Quien huía era atrapado, encadenado y devuelto. Éramos “aprendices pobres”, entregados por orfanatos o casas de caridad para que no representáramos una carga. Robert Blincoe, el Oliver Twist real, también fue uno de nosotros. Le encendían fuego para obligarlo a subir. Yo lo vi. Tenía una mirada vacía, resignada.
Mi madre murió de hambre. Mi padre nunca volvió de la guerra. Cuando no había nada que comer, hervíamos bellotas. Recuerdo cuando llevé mi primer salario del pozo a casa; mi madre adoptiva lo tomó con temblor: “Podemos comprar pan”, dijo. “Pan de verdad.”

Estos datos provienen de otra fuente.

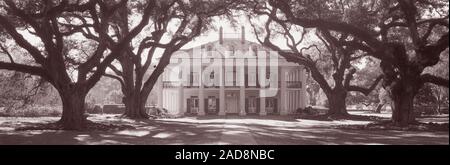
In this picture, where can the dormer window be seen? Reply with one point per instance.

Hoy, ya viejo, me siento frente a una chimenea silenciosa. La observo como se mira a un enemigo antiguo. Las chimeneas aún se alzan en Londres, París o Boston… ya no escupen humo, pero guardan el eco de quienes como yo vivieron atrapados en su interior.
Si alguna vez entras a una casa antigua, toca la chimenea. Puede que aún sientas el latido de algún niño que trepó en la oscuridad solo para dar calor a un hogar donde jamás se le permitió quedarse.
Con hollín en mis huesos y amor intacto por los que no llegaron, Thomas G. Hayworth. Último niño de carbón y deshollinador.